Research Scientist Michelle Meyer, PhD, of UTMB served as lead author of the paper, Ebola vaccine-induced protection in non-human primates correlates with antibody specificity and Fc-mediated effects, which reports the efficacy results of the vaccines
in cynomolgus macaques challenged with EBOV. The five mucosal vaccines tested differed in the degree of protection against death and disease, ranging from disease-free survival to only partial protection.
Meyer notes vaccines need to do more than allow for survival, with an ideal result being to arrest virus replication and abate disease. To evaluate antibody features that are relevant and potentially predictive of protection, the team employed a survival
index in the analysis which incorporated several parameters of EBOV disease to allow for correlations with improved infection outcomes.

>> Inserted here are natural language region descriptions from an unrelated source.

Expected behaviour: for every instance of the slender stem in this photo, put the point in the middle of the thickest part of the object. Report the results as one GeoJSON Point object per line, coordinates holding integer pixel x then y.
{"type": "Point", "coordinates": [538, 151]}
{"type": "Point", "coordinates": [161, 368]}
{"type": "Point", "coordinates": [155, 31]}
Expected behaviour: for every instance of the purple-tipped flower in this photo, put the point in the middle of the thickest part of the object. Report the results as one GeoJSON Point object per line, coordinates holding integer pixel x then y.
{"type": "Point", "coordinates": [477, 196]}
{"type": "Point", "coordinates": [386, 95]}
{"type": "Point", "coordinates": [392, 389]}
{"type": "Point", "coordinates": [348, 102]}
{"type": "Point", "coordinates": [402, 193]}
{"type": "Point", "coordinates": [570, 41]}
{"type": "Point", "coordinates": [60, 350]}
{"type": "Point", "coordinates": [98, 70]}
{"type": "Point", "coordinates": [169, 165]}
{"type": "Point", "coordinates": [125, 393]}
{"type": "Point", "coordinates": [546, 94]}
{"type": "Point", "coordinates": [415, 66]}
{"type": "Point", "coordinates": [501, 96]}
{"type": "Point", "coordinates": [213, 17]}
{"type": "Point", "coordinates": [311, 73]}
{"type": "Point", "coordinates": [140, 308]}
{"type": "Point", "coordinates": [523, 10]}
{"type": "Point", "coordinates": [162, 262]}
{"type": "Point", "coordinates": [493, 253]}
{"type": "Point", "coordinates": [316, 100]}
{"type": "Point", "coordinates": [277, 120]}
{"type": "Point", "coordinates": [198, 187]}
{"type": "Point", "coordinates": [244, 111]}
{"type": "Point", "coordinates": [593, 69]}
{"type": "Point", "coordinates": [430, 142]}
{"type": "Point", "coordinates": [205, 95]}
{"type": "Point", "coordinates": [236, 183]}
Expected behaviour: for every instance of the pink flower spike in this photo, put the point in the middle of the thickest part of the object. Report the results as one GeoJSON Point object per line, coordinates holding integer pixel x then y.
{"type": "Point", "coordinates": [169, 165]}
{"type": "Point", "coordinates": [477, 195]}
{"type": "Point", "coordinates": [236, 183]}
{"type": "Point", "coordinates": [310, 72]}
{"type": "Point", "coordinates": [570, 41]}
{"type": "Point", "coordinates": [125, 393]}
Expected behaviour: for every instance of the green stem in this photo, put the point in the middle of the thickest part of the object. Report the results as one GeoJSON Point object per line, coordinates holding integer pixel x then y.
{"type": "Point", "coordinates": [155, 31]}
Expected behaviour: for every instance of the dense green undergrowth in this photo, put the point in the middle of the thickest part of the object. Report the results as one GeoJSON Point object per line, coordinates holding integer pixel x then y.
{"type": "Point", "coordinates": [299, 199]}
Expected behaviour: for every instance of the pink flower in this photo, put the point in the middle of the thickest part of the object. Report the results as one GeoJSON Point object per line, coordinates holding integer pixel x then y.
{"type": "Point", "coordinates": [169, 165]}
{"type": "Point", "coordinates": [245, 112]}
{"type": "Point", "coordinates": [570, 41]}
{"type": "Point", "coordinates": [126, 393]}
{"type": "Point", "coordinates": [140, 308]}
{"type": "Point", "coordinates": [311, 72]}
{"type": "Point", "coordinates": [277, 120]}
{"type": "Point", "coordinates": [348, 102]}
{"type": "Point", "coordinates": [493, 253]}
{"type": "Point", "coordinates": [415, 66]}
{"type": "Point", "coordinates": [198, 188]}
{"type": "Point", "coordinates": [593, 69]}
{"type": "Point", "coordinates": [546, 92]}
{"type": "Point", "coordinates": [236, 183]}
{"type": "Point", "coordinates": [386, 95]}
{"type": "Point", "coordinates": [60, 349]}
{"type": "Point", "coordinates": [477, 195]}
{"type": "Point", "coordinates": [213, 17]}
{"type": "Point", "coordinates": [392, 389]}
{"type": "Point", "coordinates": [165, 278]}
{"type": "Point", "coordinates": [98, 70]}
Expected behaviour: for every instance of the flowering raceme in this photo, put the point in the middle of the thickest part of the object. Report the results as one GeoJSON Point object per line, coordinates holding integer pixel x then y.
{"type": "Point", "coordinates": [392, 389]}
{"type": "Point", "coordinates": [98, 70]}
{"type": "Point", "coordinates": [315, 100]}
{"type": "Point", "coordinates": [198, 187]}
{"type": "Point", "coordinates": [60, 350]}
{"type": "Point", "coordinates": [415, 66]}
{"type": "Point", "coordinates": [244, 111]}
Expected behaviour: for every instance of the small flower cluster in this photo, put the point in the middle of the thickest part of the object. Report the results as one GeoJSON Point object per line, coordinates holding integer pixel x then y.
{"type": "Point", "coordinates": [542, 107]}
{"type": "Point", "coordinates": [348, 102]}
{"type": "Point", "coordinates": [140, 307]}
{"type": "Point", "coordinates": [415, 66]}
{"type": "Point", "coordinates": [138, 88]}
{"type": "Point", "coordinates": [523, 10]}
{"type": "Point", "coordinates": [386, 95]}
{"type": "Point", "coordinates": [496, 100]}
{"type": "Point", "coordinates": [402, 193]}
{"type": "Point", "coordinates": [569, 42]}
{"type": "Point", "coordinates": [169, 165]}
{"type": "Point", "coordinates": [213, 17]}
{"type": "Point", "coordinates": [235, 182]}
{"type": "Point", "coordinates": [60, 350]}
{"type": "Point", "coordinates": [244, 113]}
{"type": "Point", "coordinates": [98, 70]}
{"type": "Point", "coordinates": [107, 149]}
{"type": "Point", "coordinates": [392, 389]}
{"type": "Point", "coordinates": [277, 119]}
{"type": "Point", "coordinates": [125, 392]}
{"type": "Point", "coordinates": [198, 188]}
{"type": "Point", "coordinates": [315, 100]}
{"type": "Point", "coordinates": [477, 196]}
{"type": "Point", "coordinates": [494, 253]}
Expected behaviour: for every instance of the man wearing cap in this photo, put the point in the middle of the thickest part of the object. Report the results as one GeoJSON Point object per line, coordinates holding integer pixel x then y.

“Through in-depth characterization of the antibody response, we found that even though all vaccines express the same antigen, they differed in multiple aspects, with the correlates of protection appearing to be unique to the vaccine platform. Our
analysis defined RBD-specific antibodies and Fc-mediated immune functions as contributing factors to improved survival,” said Meyer. The lack of correlation with neutralizing antibody titers suggests that the conventional means of predicting
efficacy does not apply to all vaccines.
During the most recent ebola outbreaks in Sierra Leone and the Democratic Republic of Congo, more than 300,000 people were vaccinated. Deciphering the immune responses to vaccination that correlate with protection is imperative to predict efficacy of
vaccines in humans, says Meyer.
The work, supported by grants from the National Institute of Allergy and Infectious Diseases (NIAID), was a collaboration involving scientists from the University of Texas Medical Branch, the Ragon Institute of MGH, MIT and Harvard, the Scripps Research
Translational Institute, Virginia-Maryland Regional College of Veterinary Medicine, Vanderbilt University Medical Center and the Plum Island Animal Disease Center.